The Hong Kong stock exchange plans to become a fully electronic and paperless bourse, starting with the process for initial public offerings from 2022, according to a consultation paper issued on Monday.
Bourse operator Hong Kong Exchanges and Clearing, the city’s Securities and Futures Commission and the Federation of Share Registrars are collecting views on the proposal until April 27.
Confirming a report by the South China Morning Post two weeks ago, the plan is aimed at making Hong Kong’s stock market more competitive and brings it in line with international standards. Paper listings subscriptions have been abandoned by many exchanges globally.
Under the proposal, investors will be able to hold securities without any paper documents, opening and managing their accounts online. The company will send any necessary documents or annual reports electronically to the investors.
There will be two types of account, one tailor-made for retail investors and the other for institutional investors, each with a different technical structure to meet their needs.
The Federation of Share Registration is exploring the feasibility of building a web-based common platform across share registrars to allow investors to manage their electronic shareholding records.
“First, we propose gradually requiring all IPO securities to be in uncertificated form only,” the consultation paper said. “We will start first with shares in Hong Kong companies, and then progress to other shares and securities.”
The regulator will propose a date, which is not yet fixed, after which it will no longer accept any paper applications or cheques as part of the IPO process, only electronic transactions.
As it will require a change in the law and time to set up the new system, the consultation document estimates the implementation of the paperless bourse will happen in early 2022.
Gary Cheung Wai-kwok, the chairman of industry body Hong Kong Securities Association, supports the proposal. “Turning the Hong Kong stock market into a paperless bourse will enhance trading and the efficiency of settlements.
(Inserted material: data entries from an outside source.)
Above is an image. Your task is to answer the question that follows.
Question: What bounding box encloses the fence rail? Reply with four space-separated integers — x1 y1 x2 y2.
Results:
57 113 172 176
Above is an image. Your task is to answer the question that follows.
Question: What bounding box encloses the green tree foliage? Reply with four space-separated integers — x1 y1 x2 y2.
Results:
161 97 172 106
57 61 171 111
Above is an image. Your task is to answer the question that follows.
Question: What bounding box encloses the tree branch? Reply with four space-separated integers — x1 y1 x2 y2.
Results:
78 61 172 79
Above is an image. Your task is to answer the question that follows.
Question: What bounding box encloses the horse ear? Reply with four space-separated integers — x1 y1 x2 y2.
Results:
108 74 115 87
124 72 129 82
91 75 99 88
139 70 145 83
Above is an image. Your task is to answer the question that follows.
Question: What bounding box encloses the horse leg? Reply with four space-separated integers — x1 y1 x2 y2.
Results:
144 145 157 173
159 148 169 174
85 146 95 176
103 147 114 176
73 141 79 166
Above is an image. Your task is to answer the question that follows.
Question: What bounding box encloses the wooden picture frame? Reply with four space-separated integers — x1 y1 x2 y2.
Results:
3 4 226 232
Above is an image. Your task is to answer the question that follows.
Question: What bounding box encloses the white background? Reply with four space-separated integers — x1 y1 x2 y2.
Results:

It will also enhance the competitiveness of the local market,” he said.
The switch to a paperless, fully electronic bourse will also cut the lag between the close of an IPO and the first trading day, from five days now to two days. It will also allow for trading to start the day after pricing, instead of the current waiting period of five days.
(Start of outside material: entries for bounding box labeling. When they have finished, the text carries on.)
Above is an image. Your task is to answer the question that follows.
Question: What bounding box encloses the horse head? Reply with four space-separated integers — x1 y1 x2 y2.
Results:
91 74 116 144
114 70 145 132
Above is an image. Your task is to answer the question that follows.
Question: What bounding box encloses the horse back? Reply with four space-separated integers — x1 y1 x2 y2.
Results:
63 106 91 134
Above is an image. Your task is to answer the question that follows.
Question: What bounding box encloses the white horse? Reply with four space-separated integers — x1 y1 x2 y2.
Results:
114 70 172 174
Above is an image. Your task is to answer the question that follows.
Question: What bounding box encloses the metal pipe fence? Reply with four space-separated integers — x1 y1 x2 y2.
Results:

Hong Kong has for the past two decades used a hybrid system that allows for paper as well as internet-based IPO subscriptions. The proposed change will end the paper application channel and scrap the need for listed issuers to print and mail share certificates to investors.
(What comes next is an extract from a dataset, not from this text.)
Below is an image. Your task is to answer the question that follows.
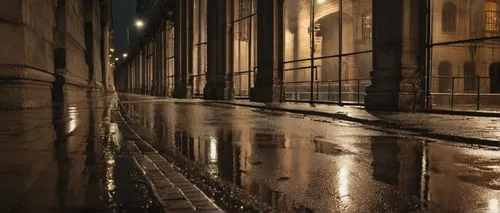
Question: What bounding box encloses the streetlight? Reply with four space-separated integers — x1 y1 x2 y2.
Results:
127 19 145 45
135 20 144 28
But this does mean the bourse will need to take care of its older patrons. Cheung Tin-sang, 80, a stockbroker who has traded on behalf of local clients for 60 years, said: “Some of the older investors like to keep their share certificates at home. The stock exchange should not force them to give up their certificates.
The Hong Kong Securities Association’s Cheung said: “It will be good for the HKEX to introduce such moves step by step. Making the IPO process purely electronic should not meet much opposition.
“As far as share certificates go, the HKEX may need to educate older investors to accept the idea that it is safe to have their stock holdings turn digital,” he added.